I've heard this before so I assume it's true in certain (perhaps cosmopolitan?) parts of Scotland, but growing up in a rural area I was firmly labelled as non-Scottish and ostracised. My parents spent forty years participating in community life, but were always regarded as outsiders.
posted by Busy Old Fool at 6:29 AM on December 7


I've heard this before so I assume it's true in certain (perhaps cosmopolitan?) parts of Scotland, but growing up in a rural area I was firmly labelled as non-Scottish and ostracised. My parents spent forty years participating in community life, but were always regarded as outsiders.
In the very rural areas, so little of the population is Scottish-born that it's just not unusual any more. You'd be hard pressed to find many Scottish accents in some of the west coast villages - Gairloch springs to mind immediately because I know a few people who've moved there.

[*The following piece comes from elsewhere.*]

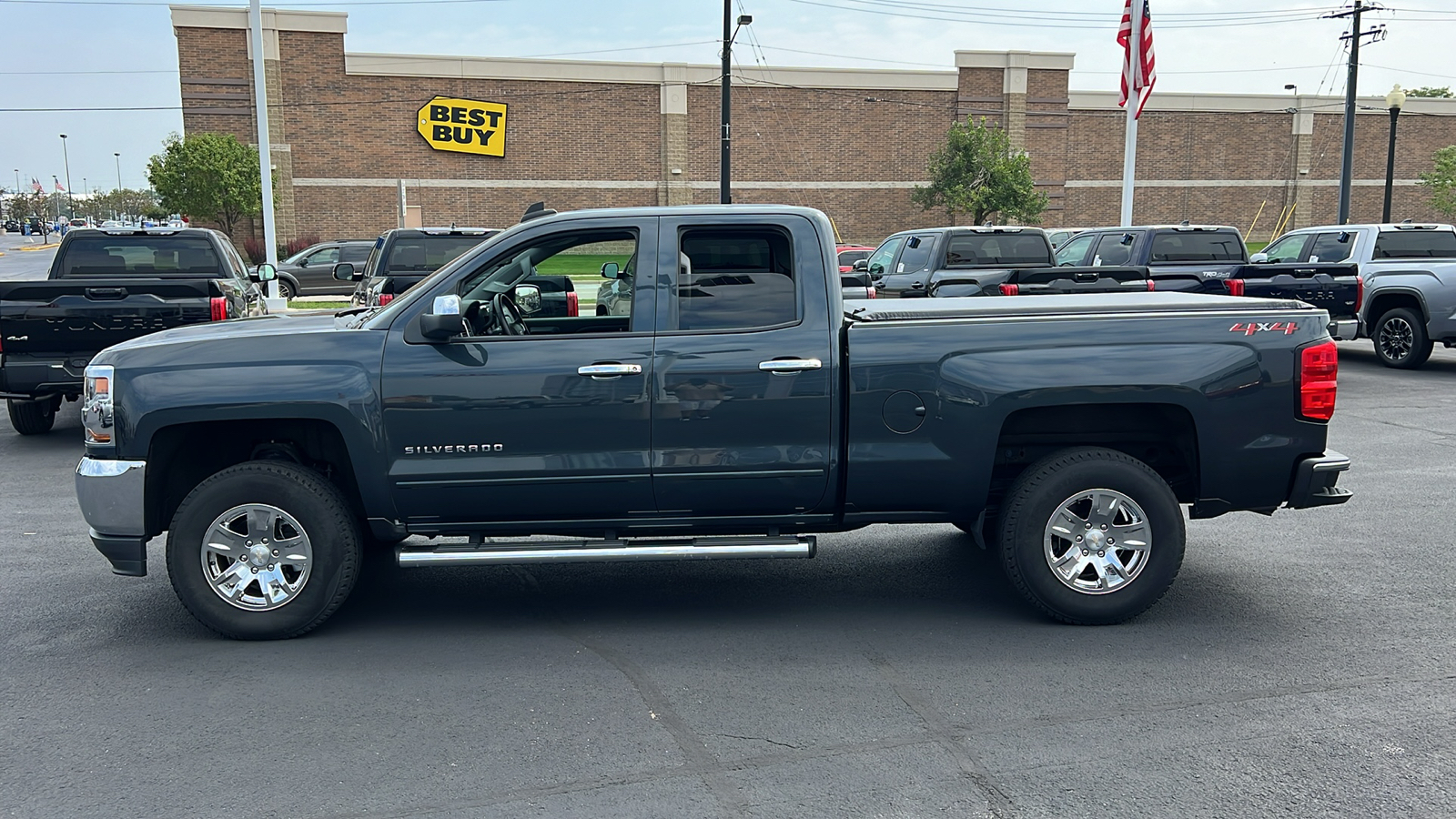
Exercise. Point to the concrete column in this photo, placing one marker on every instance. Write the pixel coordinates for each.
(673, 187)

Mind you, you're also often hard-pressed to find anyone under the age of 60. Locals move away for work and often don't come back even if they want to, because of a lack of employment and a serious lack of housing. An awful lot of people who do work in the Highlands live in unsuitable accommodation like caravans because an already seriously limited number of houses are bought up by wealthy second-homers or retirees. There's a real concern that large parts of the Highlands are turning into retirement villages.